District Judge Gladys Kessler, in a ruling handed down late Friday, granted a Justice Department request to call an additional 10 people -- rather than submitting statements they've made during depositions or past tobacco lawsuits.
The decision will bring to 61 the number of witnesses the government will call to the stand during the 12 weeks it has to present its case.
The ruling also requires the government to cut 11 of the remaining 121 witnesses whose testimony was to be introduced through prior depositions and testimony in past lawsuits.
Last month Kessler ordered the government to cut 30 people from its list of 131 prior-testimony witnesses after complaining that she was being inundating with material from previous cases.

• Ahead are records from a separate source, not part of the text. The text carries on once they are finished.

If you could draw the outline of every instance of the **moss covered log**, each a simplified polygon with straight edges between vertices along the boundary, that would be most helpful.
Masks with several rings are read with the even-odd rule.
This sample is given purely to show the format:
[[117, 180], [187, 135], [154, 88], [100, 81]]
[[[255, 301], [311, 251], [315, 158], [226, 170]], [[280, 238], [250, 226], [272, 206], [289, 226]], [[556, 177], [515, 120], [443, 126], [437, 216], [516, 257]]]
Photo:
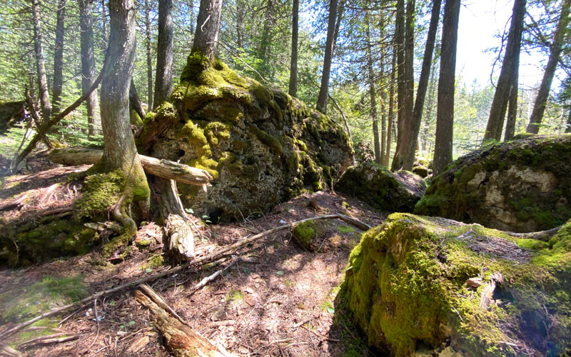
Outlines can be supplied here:
[[[443, 343], [466, 356], [566, 356], [571, 221], [547, 243], [529, 241], [478, 224], [393, 213], [352, 251], [338, 302], [369, 343], [392, 356], [430, 353]], [[480, 307], [498, 273], [503, 283]], [[468, 284], [470, 278], [481, 286]]]
[[532, 136], [458, 159], [415, 213], [530, 232], [571, 218], [571, 134]]
[[328, 117], [218, 59], [206, 70], [203, 61], [188, 56], [170, 101], [147, 114], [138, 139], [139, 152], [214, 178], [206, 192], [178, 186], [196, 214], [242, 219], [330, 186], [352, 163], [348, 135]]

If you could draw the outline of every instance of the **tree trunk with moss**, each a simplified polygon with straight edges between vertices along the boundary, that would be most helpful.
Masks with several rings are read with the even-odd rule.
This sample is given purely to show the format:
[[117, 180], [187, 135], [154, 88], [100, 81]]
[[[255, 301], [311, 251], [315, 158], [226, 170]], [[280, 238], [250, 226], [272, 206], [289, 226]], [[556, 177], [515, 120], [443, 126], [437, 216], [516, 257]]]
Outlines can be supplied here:
[[210, 67], [216, 55], [221, 14], [222, 0], [201, 0], [191, 56], [201, 55], [205, 60], [201, 61], [203, 69]]
[[94, 171], [118, 171], [124, 176], [123, 191], [112, 213], [125, 228], [121, 236], [125, 238], [136, 231], [136, 225], [128, 213], [128, 204], [147, 202], [150, 190], [129, 123], [128, 92], [135, 60], [133, 0], [110, 0], [109, 14], [109, 49], [101, 83], [103, 153]]

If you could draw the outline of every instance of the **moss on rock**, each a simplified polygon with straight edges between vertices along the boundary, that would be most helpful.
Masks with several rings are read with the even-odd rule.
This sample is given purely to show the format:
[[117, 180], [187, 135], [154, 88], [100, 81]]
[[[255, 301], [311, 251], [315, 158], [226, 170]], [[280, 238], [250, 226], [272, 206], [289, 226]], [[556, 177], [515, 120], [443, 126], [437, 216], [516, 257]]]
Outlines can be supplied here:
[[[369, 343], [393, 356], [434, 351], [448, 338], [460, 356], [564, 356], [571, 352], [570, 232], [571, 221], [550, 248], [534, 251], [477, 224], [393, 213], [351, 252], [338, 298]], [[480, 307], [497, 272], [505, 281]], [[475, 277], [483, 285], [470, 288], [466, 281]]]
[[349, 168], [335, 189], [360, 198], [377, 209], [412, 212], [420, 199], [425, 184], [419, 176], [405, 171], [393, 174], [373, 163]]
[[532, 136], [458, 159], [415, 213], [530, 232], [571, 218], [571, 135]]

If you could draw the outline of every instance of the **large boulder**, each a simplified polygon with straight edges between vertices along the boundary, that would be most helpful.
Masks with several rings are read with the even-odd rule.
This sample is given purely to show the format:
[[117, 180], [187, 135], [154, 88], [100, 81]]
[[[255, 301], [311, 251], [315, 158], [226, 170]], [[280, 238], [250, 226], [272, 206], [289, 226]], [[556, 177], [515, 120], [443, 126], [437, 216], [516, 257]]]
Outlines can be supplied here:
[[571, 221], [549, 241], [393, 213], [352, 251], [337, 303], [391, 356], [568, 356]]
[[206, 191], [178, 185], [195, 213], [243, 219], [304, 189], [330, 186], [353, 162], [348, 136], [286, 93], [239, 76], [216, 59], [188, 56], [171, 101], [145, 119], [140, 152], [214, 177]]
[[532, 136], [458, 159], [415, 213], [530, 232], [571, 218], [571, 135]]
[[380, 211], [412, 212], [426, 188], [423, 179], [414, 174], [400, 171], [392, 173], [373, 162], [350, 167], [335, 188], [362, 199]]

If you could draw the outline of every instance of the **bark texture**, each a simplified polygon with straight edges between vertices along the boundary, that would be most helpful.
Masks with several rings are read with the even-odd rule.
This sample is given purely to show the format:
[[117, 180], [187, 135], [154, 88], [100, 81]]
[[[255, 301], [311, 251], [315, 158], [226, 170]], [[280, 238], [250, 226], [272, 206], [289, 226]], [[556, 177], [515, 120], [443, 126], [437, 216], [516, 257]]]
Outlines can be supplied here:
[[[499, 141], [501, 139], [510, 94], [514, 89], [517, 91], [517, 87], [516, 86], [514, 89], [513, 84], [514, 76], [518, 73], [520, 48], [523, 31], [523, 21], [525, 17], [525, 2], [526, 0], [515, 0], [514, 2], [507, 45], [502, 70], [500, 71], [500, 78], [497, 79], [497, 85], [494, 93], [494, 99], [492, 101], [492, 107], [490, 109], [490, 117], [487, 119], [484, 140], [493, 139]], [[515, 81], [517, 83], [517, 80]]]
[[448, 0], [444, 5], [444, 26], [438, 80], [433, 176], [436, 177], [452, 161], [454, 124], [454, 81], [456, 71], [456, 43], [458, 37], [460, 0]]
[[420, 78], [418, 80], [418, 89], [416, 92], [413, 117], [409, 126], [410, 131], [406, 135], [409, 140], [403, 145], [401, 157], [403, 159], [403, 169], [408, 171], [413, 170], [415, 161], [415, 152], [418, 143], [418, 134], [420, 131], [420, 122], [423, 119], [423, 109], [426, 98], [426, 90], [428, 87], [428, 79], [430, 78], [430, 67], [434, 53], [434, 44], [436, 39], [436, 31], [438, 29], [438, 19], [440, 15], [440, 4], [442, 0], [433, 1], [433, 9], [430, 12], [430, 24], [428, 26], [428, 34], [426, 39], [423, 66], [420, 71]]
[[298, 96], [298, 32], [299, 28], [299, 0], [293, 0], [291, 11], [291, 66], [290, 67], [290, 86], [288, 93]]
[[[91, 88], [95, 80], [95, 56], [94, 54], [94, 29], [91, 17], [93, 0], [79, 0], [79, 28], [81, 47], [81, 89], [84, 92]], [[100, 134], [101, 119], [97, 91], [94, 91], [86, 100], [89, 136]]]
[[206, 60], [204, 69], [210, 67], [216, 55], [221, 14], [222, 0], [201, 0], [191, 56], [200, 54]]
[[325, 39], [325, 53], [323, 57], [323, 69], [321, 71], [321, 85], [317, 99], [317, 110], [327, 114], [327, 99], [329, 94], [329, 76], [331, 74], [331, 59], [333, 56], [335, 19], [337, 16], [337, 0], [329, 2], [329, 18], [327, 24], [327, 38]]
[[54, 89], [52, 114], [57, 115], [61, 107], [61, 90], [64, 85], [64, 35], [66, 33], [66, 2], [59, 0], [56, 20], [56, 47], [54, 50]]
[[44, 59], [39, 0], [32, 0], [31, 11], [34, 21], [34, 51], [36, 54], [36, 69], [40, 90], [41, 117], [45, 122], [48, 121], [50, 116], [51, 116], [51, 102], [49, 100], [48, 79], [46, 76], [46, 64]]
[[156, 49], [154, 108], [173, 91], [173, 0], [158, 1], [158, 38]]
[[545, 111], [545, 106], [549, 97], [549, 91], [551, 89], [551, 82], [553, 81], [553, 76], [557, 68], [557, 63], [561, 56], [563, 49], [563, 44], [565, 43], [568, 36], [567, 25], [570, 19], [570, 6], [571, 0], [564, 0], [561, 6], [561, 16], [559, 18], [555, 33], [553, 35], [553, 42], [550, 49], [549, 60], [545, 66], [545, 71], [543, 74], [543, 79], [541, 80], [537, 96], [535, 97], [535, 103], [533, 105], [533, 111], [530, 118], [530, 124], [527, 125], [527, 131], [532, 134], [537, 134], [540, 131], [540, 125], [543, 119], [543, 113]]

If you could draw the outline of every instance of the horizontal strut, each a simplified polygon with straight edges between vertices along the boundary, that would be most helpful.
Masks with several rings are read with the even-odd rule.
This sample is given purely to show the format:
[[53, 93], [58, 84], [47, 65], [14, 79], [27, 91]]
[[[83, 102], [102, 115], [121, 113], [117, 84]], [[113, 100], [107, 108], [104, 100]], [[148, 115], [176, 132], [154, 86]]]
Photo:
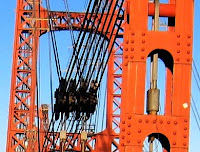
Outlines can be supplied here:
[[[176, 5], [175, 4], [160, 4], [160, 16], [161, 17], [175, 17]], [[149, 3], [149, 16], [154, 16], [155, 4]]]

But Kessler reconsidered after Justice Department attorneys said such drastic cutbacks in testimony would "severely prejudice" their case, and that they would move to call the witnesses live if previous testimony was kept out of trial.
"The magnitude of this change, especially ordered mid-trial, has negatively impacted the Government's ability to adequately present its case and has disrupted the Government's trial strategy and preparations," Kessler wrote in her Friday ruling.
Government lawyers are in their seventh week of presenting their case.
The government charges cigarette makers lied and tried to confuse the public about the dangers of smoking as part of a 50-year industry conspiracy.
The tobacco companies deny they conspired to promote smoking and say the government has no grounds to pursue them after they drastically changed marketing practices as part of a 1998 settlement with state attorneys general.